En aquel tiempo, las diferencias religiosas y sociales entre judíos y samaritanos eran profundas. Sin embargo, Jesús entabla una conversación teológica de alto nivel con ella, confiándole verdades sobre la naturaleza de Dios que no había manifestado con tal claridad a otros. La reacción de los discípulos al verle conversar con una mujer muestra que el Maestro estaba estableciendo una nueva forma de relación basada en la dignidad mutua y la sed de espiritualidad. Ella, al reconocer al Mesías, se convierte en la voz que convoca a todo su pueblo, ejerciendo un liderazgo espiritual natural y efectivo.
El papel de la mujer alcanza su punto de mayor relevancia y profundidad en el evento central de la cristiandad: la Resurrección. Los cuatro Evangelios coinciden en un dato fundamental: fueron mujeres quienes encontraron la tumba vacía y quienes recibieron el primer encargo de comunicar la noticia más importante de la historia.
María Magdalena es la encargada de llevar el mensaje a los apóstoles. Este hecho posee una carga teológica inmensa: Jesús confió el anuncio de su victoria sobre la muerte a la sensibilidad y la valentía de las mujeres que le habían seguido fielmente. Su testimonio no fue una casualidad, sino una validación del papel activo que la mujer desempeña en la Iglesia como portadora de esperanza y primera transmisora de la fe. Una herencia de liderazgo y servicio
A lo largo de los siglos, esta herencia ha fructificado en innumerables mujeres que, inspiradas por ese trato de Jesús, han liderado hospitales, escuelas, misiones y comunidades contemplativas. Desde las diaconisas de los primeros siglos hasta las grandes doctoras de la Iglesia, la presencia femenina ha moldeado la identidad del cristianismo.
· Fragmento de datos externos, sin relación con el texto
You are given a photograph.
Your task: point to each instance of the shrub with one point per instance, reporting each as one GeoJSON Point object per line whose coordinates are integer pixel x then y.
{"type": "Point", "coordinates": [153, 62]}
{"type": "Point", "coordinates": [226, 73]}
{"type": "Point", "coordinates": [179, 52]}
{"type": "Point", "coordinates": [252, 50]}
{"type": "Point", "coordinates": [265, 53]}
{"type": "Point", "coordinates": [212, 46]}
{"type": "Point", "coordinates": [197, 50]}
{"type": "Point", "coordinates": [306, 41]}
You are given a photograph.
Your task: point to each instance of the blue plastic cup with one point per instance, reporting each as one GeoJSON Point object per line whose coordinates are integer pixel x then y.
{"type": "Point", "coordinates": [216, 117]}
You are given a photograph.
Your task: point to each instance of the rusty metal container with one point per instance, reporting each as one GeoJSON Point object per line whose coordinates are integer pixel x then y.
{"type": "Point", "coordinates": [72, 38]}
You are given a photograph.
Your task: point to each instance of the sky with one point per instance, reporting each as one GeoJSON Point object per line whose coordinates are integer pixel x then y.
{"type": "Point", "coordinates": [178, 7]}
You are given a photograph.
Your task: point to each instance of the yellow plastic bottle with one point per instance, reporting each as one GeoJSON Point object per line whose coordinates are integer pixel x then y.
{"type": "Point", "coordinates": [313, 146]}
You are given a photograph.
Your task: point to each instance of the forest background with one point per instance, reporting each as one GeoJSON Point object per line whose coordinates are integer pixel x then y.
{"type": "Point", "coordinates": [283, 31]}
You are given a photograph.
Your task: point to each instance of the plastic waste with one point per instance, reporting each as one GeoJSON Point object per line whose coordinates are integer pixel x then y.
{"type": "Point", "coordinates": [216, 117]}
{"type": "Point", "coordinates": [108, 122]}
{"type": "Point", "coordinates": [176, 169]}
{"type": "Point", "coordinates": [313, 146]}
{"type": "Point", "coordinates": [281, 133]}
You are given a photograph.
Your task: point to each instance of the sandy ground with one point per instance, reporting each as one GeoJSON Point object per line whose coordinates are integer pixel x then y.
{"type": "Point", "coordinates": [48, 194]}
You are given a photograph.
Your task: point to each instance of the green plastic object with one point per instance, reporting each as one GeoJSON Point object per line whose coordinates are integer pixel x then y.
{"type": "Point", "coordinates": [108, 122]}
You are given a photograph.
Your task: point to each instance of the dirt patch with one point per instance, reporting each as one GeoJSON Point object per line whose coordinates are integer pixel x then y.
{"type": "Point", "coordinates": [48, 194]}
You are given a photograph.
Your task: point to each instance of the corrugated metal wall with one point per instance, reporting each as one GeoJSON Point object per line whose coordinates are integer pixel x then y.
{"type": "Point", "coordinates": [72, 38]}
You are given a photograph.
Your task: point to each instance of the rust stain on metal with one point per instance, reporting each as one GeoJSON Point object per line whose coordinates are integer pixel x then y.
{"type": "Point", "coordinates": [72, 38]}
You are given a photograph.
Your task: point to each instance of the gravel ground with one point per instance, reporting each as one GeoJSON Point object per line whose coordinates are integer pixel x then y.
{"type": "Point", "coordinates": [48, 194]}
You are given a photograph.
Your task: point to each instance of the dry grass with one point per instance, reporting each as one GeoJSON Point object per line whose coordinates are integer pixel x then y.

Este domingo, al conmemorar el Día Internacional de la Mujer, la mirada se vuelve hacia ese origen. No se trata de una reivindicación externa, sino de un reconocimiento de lo que siempre estuvo allí: una fe que nació del «sí» de una mujer y que se anunció al mundo por primera vez a través de una voz femenina. En la figura de María y en las mujeres del Evangelio, la Iglesia encuentra la raíz de su propia misión: la escucha, la compasión y la entrega sin límites y el reflejo del rostro materno de Dios.
Valentía y liderazgos
En el Día Internacional de la Mujer, el Área de las Mujeres del Secretariado Nacional para los Laicos, dependiente de la Comisión Episcopal Argentina para la Vida, los Laicos y la Familia, difundió un mensaje titulado: Hemos sido bautizados en un solo Espíritu.
El texto recuerda que el Pueblo de Dios tiene la misión irrenunciable de mostrar el rostro misericordioso del Padre y anunciar la esperanza.
En ese camino, subraya el protagonismo de las mujeres, quienes con ternura, fortaleza y coraje continúan el testimonio de las discípulas que acompañaron a Jesús.
«El Pueblo de Dios, revestido por la gracia del bautismo, es sujeto del anuncio y protagonista de la misión, porque todos somos discípulos misioneros», señala el mensaje, y destaca que en esa misión las mujeres cumplen un rol fundamental en la vida de las comunidades.
El documento también recoge el clamor de muchas mujeres que, en medio de los dolores del mundo, enfrentan injusticias, violencias, falta de acceso a necesidades básicas y situaciones vinculadas a la cultura del descarte.
En ese contexto, advierte que no es posible alcanzar la plenitud de la paz y la justicia mientras persistan esas realidades.
A la vez, destaca que muchas mujeres se convierten en referentes de esperanza y consuelo, sosteniéndose mutuamente, curando heridas y acompañando a quienes sufren.
Desde distintos puntos del país, afirma el texto entre otros conceptos, asumen con valentía tareas de evangelización y liderazgos comunitarios, siendo testigos de la resurrección.
Por Guillermo Marcó, ex vocero del ex cardenal Jorge Bergoglio, luego Papa Francisco. Publicado en Infobae.